I took a look at my dollar bill situation just before the festivus, and resolved to not spend/waste any more of my disposable income on frivolous things until that debt was cleared. And, the goal was/is to make it happen by March.
I refrained from my usual 'one for you, one for me' holiday shopping. I didn't go online on the 26th, or into any shops. I was on a conscious-spending roll and devoutly dedicated to keeping the streak going.
And then it happened: MUJI. It seems I blacked out when I walked through the doors and went HAM. And, it wasn't until I was loading my VERY well-stuffed shopping bag into the back of my mom's light grey Mazda that it hit me: I did a dumb.
Bye bye, conscious spending.
Hello, mindless Mastercard swiping. Le sigh.
Here's the flavour of the internal dialogue that ensued: 'Smooth Jess. That debt will NEVER go away. You'll be struggling with this FOREVER. Say goodbye to that trip you wanted to go on.' The shame-game went on...and on. And on. Not TOO long, but long enough.
Then it struck me: never is a pretty absolute word. And forever? That's a really, really long time. Like, forever long. #profound, right?
It felt gross to be giving myself the gears for a choice I made (albeit in a retail blackout - jk). And to see myself begin to throw the goal of clearing that debt out the window with such absolute words? That's not like me at all.

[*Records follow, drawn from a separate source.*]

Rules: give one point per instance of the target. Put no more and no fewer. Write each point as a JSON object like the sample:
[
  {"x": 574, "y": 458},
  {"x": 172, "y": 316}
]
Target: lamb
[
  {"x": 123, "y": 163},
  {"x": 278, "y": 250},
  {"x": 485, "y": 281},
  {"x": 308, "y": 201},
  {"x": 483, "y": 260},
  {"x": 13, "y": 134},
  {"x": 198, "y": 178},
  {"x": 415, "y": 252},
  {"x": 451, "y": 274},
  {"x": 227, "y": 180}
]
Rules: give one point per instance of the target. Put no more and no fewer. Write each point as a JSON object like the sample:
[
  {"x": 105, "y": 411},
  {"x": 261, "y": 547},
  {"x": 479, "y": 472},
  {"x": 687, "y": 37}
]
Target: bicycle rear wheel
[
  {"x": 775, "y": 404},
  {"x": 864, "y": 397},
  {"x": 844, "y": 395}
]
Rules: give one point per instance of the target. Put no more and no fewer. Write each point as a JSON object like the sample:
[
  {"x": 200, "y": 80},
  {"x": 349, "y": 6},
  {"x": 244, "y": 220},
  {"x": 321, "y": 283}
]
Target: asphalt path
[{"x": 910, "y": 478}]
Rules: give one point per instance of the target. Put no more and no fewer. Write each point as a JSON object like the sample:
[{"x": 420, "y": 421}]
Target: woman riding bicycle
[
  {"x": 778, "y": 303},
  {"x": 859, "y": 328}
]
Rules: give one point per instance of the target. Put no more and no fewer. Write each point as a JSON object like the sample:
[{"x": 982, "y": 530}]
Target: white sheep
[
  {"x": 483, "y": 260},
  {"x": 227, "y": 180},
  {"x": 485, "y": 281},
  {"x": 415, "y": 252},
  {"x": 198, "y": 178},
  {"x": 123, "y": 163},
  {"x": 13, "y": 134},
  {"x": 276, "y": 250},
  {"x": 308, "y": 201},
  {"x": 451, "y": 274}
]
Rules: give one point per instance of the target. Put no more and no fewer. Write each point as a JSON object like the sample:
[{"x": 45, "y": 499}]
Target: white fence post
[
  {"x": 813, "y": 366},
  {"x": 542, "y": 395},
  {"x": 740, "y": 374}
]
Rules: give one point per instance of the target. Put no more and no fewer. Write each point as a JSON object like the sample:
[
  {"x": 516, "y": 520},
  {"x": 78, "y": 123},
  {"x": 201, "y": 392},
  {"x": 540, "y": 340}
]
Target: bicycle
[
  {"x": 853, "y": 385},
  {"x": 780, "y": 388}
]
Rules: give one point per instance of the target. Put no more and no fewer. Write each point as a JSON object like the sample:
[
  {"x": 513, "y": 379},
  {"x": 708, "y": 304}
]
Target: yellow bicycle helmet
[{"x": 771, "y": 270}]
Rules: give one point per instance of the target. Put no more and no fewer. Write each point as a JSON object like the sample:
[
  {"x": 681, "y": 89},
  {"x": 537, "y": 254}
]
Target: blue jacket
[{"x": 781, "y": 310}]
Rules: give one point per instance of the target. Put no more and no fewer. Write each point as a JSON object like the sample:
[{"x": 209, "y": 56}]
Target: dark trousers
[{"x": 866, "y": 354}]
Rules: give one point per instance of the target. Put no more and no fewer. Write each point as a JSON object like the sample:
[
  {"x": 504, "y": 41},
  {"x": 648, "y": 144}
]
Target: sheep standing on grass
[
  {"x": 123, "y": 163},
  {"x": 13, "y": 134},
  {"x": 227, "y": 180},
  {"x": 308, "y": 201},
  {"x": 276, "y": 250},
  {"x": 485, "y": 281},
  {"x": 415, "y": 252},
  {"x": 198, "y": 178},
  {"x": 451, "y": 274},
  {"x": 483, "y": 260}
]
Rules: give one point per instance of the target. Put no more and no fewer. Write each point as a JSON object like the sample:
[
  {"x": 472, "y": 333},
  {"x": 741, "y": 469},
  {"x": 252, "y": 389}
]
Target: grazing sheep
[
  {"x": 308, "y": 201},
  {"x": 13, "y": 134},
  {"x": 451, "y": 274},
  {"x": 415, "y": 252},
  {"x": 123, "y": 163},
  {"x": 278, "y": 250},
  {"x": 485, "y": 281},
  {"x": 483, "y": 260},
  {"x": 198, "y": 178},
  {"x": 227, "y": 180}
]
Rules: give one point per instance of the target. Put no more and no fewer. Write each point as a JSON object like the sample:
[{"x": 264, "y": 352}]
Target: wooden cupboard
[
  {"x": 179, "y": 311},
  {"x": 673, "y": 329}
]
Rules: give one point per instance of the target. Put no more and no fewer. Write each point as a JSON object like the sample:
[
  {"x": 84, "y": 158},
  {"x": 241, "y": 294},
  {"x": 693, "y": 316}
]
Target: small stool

If I knew I had more grit to stay with goals when things get tough, why was I sitting down on myself so effing fast?
Me thinks it's because I made it a resolution: that I was 'resolute' about spending. And while the Aries in me loves the nearly dogmatic determination and no-nonsense-ness about making goals happen, the Pisces in me knows that giving myself some wiggle room to flounder (fail - forgive the fish metaphor) is what keeps my goals alive.

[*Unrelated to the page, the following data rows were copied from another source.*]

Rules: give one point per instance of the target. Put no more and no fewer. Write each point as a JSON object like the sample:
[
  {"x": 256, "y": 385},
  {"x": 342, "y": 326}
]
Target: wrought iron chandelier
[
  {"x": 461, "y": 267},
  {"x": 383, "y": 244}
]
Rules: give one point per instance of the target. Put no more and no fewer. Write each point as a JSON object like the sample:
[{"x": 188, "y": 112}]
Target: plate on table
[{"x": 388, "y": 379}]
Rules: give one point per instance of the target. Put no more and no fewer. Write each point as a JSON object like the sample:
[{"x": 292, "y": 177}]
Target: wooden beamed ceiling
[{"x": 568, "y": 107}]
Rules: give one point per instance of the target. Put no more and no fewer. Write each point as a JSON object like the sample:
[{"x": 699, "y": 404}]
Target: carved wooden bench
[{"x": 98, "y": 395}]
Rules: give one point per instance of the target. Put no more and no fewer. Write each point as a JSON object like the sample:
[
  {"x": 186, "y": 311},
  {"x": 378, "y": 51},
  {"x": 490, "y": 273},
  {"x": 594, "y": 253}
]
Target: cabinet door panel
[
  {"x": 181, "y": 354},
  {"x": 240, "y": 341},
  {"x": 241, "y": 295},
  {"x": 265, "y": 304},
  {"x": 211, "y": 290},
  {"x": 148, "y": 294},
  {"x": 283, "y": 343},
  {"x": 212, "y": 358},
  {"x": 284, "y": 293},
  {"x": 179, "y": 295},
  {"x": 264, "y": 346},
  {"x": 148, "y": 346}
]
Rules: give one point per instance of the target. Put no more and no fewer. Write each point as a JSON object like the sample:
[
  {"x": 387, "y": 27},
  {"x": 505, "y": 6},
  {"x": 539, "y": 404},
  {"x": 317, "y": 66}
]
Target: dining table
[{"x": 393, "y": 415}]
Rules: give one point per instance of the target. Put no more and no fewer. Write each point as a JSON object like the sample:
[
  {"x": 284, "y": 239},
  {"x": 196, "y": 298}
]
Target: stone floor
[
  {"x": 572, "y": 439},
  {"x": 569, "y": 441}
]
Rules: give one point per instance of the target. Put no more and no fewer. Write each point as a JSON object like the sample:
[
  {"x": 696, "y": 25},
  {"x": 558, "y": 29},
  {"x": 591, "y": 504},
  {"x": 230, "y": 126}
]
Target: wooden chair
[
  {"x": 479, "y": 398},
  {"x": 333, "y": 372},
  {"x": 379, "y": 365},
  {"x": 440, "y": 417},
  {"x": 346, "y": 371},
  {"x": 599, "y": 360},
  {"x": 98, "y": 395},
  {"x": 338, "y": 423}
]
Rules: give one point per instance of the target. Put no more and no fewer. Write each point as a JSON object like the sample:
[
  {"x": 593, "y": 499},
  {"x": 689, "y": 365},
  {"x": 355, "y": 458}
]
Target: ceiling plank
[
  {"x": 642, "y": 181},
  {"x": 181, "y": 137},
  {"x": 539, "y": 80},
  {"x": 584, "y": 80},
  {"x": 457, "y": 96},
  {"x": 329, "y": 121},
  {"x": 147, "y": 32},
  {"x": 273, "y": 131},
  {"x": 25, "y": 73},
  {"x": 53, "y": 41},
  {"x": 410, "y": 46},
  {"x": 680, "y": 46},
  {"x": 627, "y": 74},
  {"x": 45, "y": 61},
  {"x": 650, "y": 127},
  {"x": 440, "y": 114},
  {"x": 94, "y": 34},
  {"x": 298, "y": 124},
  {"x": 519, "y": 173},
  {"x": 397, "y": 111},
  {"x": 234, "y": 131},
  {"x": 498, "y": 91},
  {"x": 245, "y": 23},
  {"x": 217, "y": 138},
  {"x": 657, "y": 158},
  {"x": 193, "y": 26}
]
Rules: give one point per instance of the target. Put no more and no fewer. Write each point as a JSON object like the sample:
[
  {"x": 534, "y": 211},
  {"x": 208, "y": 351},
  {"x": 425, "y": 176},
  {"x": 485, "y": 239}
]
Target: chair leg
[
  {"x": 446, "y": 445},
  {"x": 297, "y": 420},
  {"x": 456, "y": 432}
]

Once the self-deprecating dust settled, I got into action. I canceled subscriptions, memberships and monthly charges that I didn't use or find value in. I got clear on my incoming fees and built a plan for carving a percentage out to go right onto that line of credit and bat that debt down, bit by bit.
I'll still keep my mindful spending as a practice (it's healthy, to boot!) - AND I'm looking at other creative ways to aid in the process and cut back on the shame-speak if that part of the plan goes a touch sideways.

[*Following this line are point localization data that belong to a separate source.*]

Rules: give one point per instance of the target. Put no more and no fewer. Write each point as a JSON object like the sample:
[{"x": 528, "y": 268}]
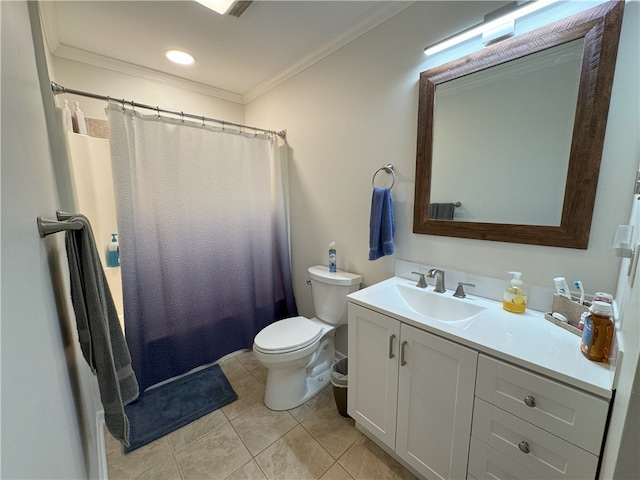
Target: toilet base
[
  {"x": 279, "y": 401},
  {"x": 290, "y": 387}
]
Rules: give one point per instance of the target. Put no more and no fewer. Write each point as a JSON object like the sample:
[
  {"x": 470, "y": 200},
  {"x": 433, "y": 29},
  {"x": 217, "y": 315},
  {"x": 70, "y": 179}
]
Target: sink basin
[
  {"x": 436, "y": 305},
  {"x": 426, "y": 303}
]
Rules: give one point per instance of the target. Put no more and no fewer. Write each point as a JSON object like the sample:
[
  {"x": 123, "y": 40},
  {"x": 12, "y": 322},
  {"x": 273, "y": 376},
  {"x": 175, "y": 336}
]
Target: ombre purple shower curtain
[{"x": 204, "y": 243}]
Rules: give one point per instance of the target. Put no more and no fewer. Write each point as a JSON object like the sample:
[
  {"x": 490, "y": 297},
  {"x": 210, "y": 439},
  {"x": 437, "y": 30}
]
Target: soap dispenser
[
  {"x": 113, "y": 252},
  {"x": 79, "y": 123},
  {"x": 515, "y": 294}
]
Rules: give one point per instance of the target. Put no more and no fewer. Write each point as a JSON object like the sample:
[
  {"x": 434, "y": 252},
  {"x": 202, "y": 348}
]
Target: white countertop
[{"x": 526, "y": 340}]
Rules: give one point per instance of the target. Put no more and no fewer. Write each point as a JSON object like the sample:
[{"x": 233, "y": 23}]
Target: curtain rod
[{"x": 58, "y": 89}]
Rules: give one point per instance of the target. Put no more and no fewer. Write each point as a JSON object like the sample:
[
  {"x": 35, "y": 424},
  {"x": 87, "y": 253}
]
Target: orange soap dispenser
[{"x": 515, "y": 294}]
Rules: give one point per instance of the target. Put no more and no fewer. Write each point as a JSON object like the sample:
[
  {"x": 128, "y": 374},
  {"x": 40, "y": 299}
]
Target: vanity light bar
[
  {"x": 489, "y": 23},
  {"x": 218, "y": 6}
]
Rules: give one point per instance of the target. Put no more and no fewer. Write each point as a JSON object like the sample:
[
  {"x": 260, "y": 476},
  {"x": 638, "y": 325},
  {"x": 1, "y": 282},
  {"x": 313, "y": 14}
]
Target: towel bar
[
  {"x": 389, "y": 169},
  {"x": 47, "y": 227}
]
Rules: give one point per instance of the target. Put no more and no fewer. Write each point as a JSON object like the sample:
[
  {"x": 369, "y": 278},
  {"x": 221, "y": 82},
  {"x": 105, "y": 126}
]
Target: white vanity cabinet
[
  {"x": 528, "y": 426},
  {"x": 411, "y": 390}
]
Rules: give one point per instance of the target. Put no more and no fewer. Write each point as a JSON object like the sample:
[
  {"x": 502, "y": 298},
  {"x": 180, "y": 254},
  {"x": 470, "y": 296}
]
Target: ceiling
[{"x": 237, "y": 58}]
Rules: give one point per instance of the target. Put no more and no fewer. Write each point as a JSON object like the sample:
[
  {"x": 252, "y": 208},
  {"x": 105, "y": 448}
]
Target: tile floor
[{"x": 246, "y": 440}]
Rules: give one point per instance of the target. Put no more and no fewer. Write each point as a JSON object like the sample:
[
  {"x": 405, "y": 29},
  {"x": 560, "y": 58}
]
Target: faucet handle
[
  {"x": 422, "y": 283},
  {"x": 460, "y": 290}
]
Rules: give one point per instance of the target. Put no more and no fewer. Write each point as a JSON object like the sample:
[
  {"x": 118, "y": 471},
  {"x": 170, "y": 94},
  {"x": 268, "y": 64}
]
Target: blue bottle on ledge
[{"x": 113, "y": 252}]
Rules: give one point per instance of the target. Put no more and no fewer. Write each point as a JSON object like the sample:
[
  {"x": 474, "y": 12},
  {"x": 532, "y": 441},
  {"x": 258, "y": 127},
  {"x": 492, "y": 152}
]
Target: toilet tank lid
[{"x": 321, "y": 273}]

So here's the other way to do resolutions: flip the internal bad-mouthing when they go sideways into inspired and goal-fuelled action. And, shake up the whole resolution game by considering this: what are you committed to, without being attached to how or when it fully comes to life?
What do you want to create in your life that you'll go to bat for regardless of roadblocks, and get into creative action about to bring to fruition?
Resolutions for resolution's sake are like Fabergé eggs: cool to look at and fancy to share with people, but empty (or sometimes filled with other empty eggs) and don't do much.
Food for thought as we swing into the new calendar year, friend.
Hoping the new year brings you loads of adventure, sore abs from all the laughing you'll do, and a heart so dang full of joy you don't know what to do with yourself.
And, that we'll spend some more time together. Here, on the line, or in person doing neat things in the community. Because connecting is the spice of life (so is Turmeric) and I'd love to spice up my 2018 with you.
Internet high fives and e-hugs (plus a virtual 'cheers' and clink of our champagne/kombucha cups)
SIDE NOTE: if you're a Fabergé egg collector, maybe you could pop me back a note about what stokes your fire about those ornate eggos. Please? I'm so dang curious.